File Format
===========

**Suhas Somnath**

8/8/2017

Requirements
------------
No one really wants yet another file format in their lives. We wanted to adopt a file format that satisfies some basic requirements:

* already widely accepted in scientific research
* support parallel read and write capabilities.
* store multiple datasets of different shapes, dimensionalities, precision and sizes.
* scale very efficiently from few kilobytes to several terabytes
* can be (readily) read and modified using any language including Python, R, Matlab,
  C/C++, Java, Fortran, Igor Pro, etc. without requiring installation of modules that are hard to install
* store and organize data in a intuitive and familiar hierarchical / tree-like
  structure that is similar to files and folders in personal computers.
* facilitates storage of any number of experimental or analysis parameters
  in addition to regular data.
* highly flexible and poses minimal restrictions on how the data can and should be stored.
* readily compatible with high-performance computing (``HPC``) and (soon) cloud-computing.

Candidates
----------
* We found that existing file formats in science such as the `XDMF <http://www.xdmf.org/index.php/Main_Page>`_, and
  `NetCDF <https://www.unidata.ucar.edu/software/netcdf/>`_:

  * were designed for **specific / narrow scientific domains only** and we did not want to shoehorn our data structure into those formats.
  * Furthermore, despite being some of the more popular scientific data formats, it is **not immediately straightforward to read those files**
    on every computer using any programming language.
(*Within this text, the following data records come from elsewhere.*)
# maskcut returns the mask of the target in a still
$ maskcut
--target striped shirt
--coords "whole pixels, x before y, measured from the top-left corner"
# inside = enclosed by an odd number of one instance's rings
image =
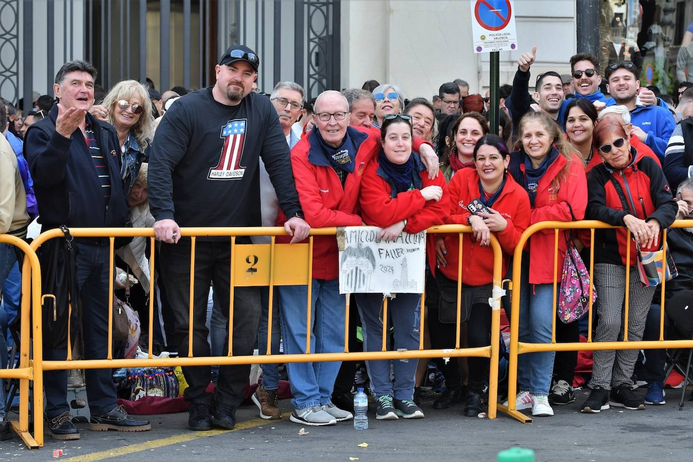
[[[103,191],[103,205],[104,207],[107,207],[111,197],[111,179],[108,175],[108,166],[106,165],[106,159],[103,158],[103,153],[101,152],[98,143],[96,142],[94,127],[88,123],[85,132],[85,140],[87,141],[87,145],[89,146],[91,162],[94,163],[96,175],[98,175],[99,181],[101,183],[101,189]]]

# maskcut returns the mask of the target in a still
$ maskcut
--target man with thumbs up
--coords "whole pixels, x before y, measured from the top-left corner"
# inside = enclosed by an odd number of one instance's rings
[[[48,117],[26,131],[24,154],[34,180],[42,231],[64,224],[119,227],[128,221],[118,135],[112,126],[89,114],[96,77],[96,69],[88,62],[63,64],[53,85],[59,103]],[[78,251],[73,277],[78,294],[71,296],[78,296],[82,302],[85,359],[104,359],[108,352],[108,300],[113,296],[108,292],[109,240],[76,238],[73,245]],[[67,340],[53,343],[44,342],[44,359],[64,361]],[[66,400],[67,371],[47,371],[44,380],[49,434],[58,440],[79,438]],[[148,420],[133,419],[116,405],[110,369],[88,369],[86,382],[90,429],[150,429]]]

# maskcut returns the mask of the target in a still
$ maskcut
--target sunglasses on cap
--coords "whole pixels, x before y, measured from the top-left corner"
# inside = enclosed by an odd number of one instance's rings
[[[611,143],[603,144],[599,146],[599,150],[604,154],[608,154],[611,152],[611,145],[613,144],[615,148],[618,148],[623,145],[623,143],[626,142],[625,138],[617,138]]]
[[[385,101],[385,94],[384,94],[384,93],[376,93],[376,94],[375,94],[373,95],[373,97],[374,98],[376,98],[376,101]],[[388,93],[387,94],[387,99],[389,99],[391,101],[392,100],[396,100],[398,98],[399,98],[399,95],[398,95],[394,91],[392,91],[391,93]]]
[[[132,114],[142,114],[144,112],[144,107],[141,105],[131,105],[125,100],[118,101],[118,108],[123,111],[127,111],[130,107],[132,108]]]
[[[383,116],[383,118],[386,121],[394,121],[394,119],[399,117],[403,121],[411,121],[412,116],[408,114],[387,114]]]
[[[221,57],[221,60],[219,60],[219,64],[228,64],[226,62],[229,59],[231,60],[245,60],[249,62],[253,67],[255,68],[256,71],[258,67],[260,66],[260,58],[258,57],[257,55],[254,53],[249,53],[245,50],[227,50],[224,55]]]
[[[572,78],[580,78],[582,77],[582,73],[584,72],[585,75],[588,77],[594,77],[595,74],[597,73],[597,69],[585,69],[584,71],[573,71]]]

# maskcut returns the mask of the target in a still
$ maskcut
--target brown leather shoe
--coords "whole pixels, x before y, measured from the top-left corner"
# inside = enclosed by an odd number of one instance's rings
[[[261,386],[258,387],[253,393],[252,400],[260,409],[260,417],[267,419],[281,418],[277,390],[265,390]]]

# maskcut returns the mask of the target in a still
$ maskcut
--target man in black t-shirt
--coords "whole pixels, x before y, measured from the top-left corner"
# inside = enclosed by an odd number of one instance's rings
[[[150,157],[148,196],[161,249],[161,276],[175,317],[178,355],[209,356],[207,301],[211,281],[222,307],[229,307],[231,249],[229,238],[200,237],[195,243],[193,332],[189,332],[190,239],[183,226],[252,226],[261,224],[259,156],[290,217],[285,229],[300,242],[310,226],[303,220],[294,184],[289,148],[272,103],[252,93],[260,60],[250,48],[234,46],[216,67],[216,83],[182,96],[166,112]],[[239,237],[236,242],[250,243]],[[234,287],[233,355],[251,355],[260,317],[259,288]],[[188,351],[188,335],[193,335]],[[228,350],[228,340],[225,351]],[[206,389],[209,366],[183,368],[189,387],[188,427],[233,428],[244,398],[249,365],[221,366],[213,396]]]

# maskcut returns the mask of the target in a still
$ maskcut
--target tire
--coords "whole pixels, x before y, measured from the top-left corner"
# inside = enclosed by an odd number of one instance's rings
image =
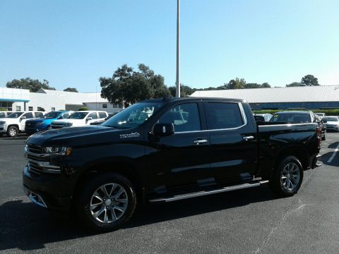
[[[302,183],[304,171],[299,159],[288,156],[282,159],[273,172],[270,187],[279,196],[290,197],[297,193]]]
[[[84,185],[77,210],[89,227],[106,232],[127,222],[136,206],[136,192],[129,179],[115,173],[105,173]]]
[[[19,133],[19,130],[16,126],[9,126],[7,129],[7,135],[11,138],[16,137]]]
[[[326,140],[326,135],[327,135],[327,131],[325,131],[323,132],[323,136],[321,137],[321,140]]]

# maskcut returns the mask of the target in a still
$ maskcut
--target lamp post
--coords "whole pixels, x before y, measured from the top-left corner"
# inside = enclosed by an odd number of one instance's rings
[[[177,79],[175,81],[177,85],[177,90],[175,95],[177,97],[180,97],[180,73],[179,73],[179,0],[177,0]]]

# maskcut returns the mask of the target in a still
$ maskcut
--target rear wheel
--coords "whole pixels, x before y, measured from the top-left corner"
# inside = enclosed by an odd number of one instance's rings
[[[19,130],[16,126],[9,126],[7,130],[7,135],[11,138],[14,138],[18,135]]]
[[[78,212],[89,226],[101,231],[118,229],[133,215],[136,195],[132,183],[124,176],[102,174],[85,185]]]
[[[302,164],[297,157],[289,156],[284,158],[275,169],[270,187],[278,195],[292,196],[300,188],[303,177]]]

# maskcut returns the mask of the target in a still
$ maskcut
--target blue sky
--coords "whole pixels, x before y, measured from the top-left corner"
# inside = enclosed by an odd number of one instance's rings
[[[339,85],[339,1],[181,0],[181,82]],[[30,77],[56,90],[143,63],[175,84],[176,0],[0,0],[0,87]]]

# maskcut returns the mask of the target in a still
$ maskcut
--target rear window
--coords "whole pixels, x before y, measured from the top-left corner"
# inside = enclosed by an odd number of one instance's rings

For example - the `Anaconda <https://www.anaconda.com/what-is-anaconda/>`_
    python distribution does not come with any packages for reading these file formats.
* `Adios <https://www.olcf.ornl.gov/center-projects/adios/>`_ is perhaps the ultimate file format for storing petabyte sized data on supercomputers but
  it was specifically designed for simulations, check-pointing, and it trades flexibility, and ease-of-use for performance.
* The `hierarchical data format (HDF5) <https://support.hdfgroup.org/HDF5/doc/H5.intro.html>`_ is the implicitly or explicitly the
  `de-facto standard in scientific research <https://support.hdfgroup.org/HDF5/users5.html>`_.
  In fact, Nexus, NetCDF, and even `Matlab's .mat <https://www.mathworks.com/help/matlab/import_export/mat-file-versions.html>`_
  files are actually (now) just custom flavors of HDF5 thereby validating the statement that HDF5 is the **unanimous the file format of choice**

We acknowledge that it is nearly impossible to find the perfect file format and HDF5 too has its fair share of drawbacks.
For cloud-based environments it is beneficial to in fact break up the data into
small chunks that can be individually addressed and used. We think `Zarr <https://zarr.readthedocs.io/en/stable/>`_ and
`N5 <https://github.com/saalfeldlab/n5>`_ would be good alternatives; however, most of these file formats are very much in
their infancy and have not proven themselves like HDF5 has.

Quick basics of HDF5
--------------------
Information can be stored in HDF5 files in several ways:

* ``Datasets`` allow the storage of data matrices and these are the vessels used for storing the ``main``,
  ``ancillary``, and any extra data matrices
* ``Groups`` are similar to folders in conventional file systems and can be used to store any number of datasets or
  groups themselves
* ``Attributes`` are small pieces of information, such as experimental or analytical parameters, that are stored in
  key-value pairs in the same way as dictionaries in python.  Both groups and datasets can store attributes.
* While they are not means to store data, ``Links`` or ``references`` can be used to provide shortcuts and aliases to
  datasets and groups. This feature is especially useful for avoiding duplication of datasets when two ``main``
  datasets use the same ancillary datasets.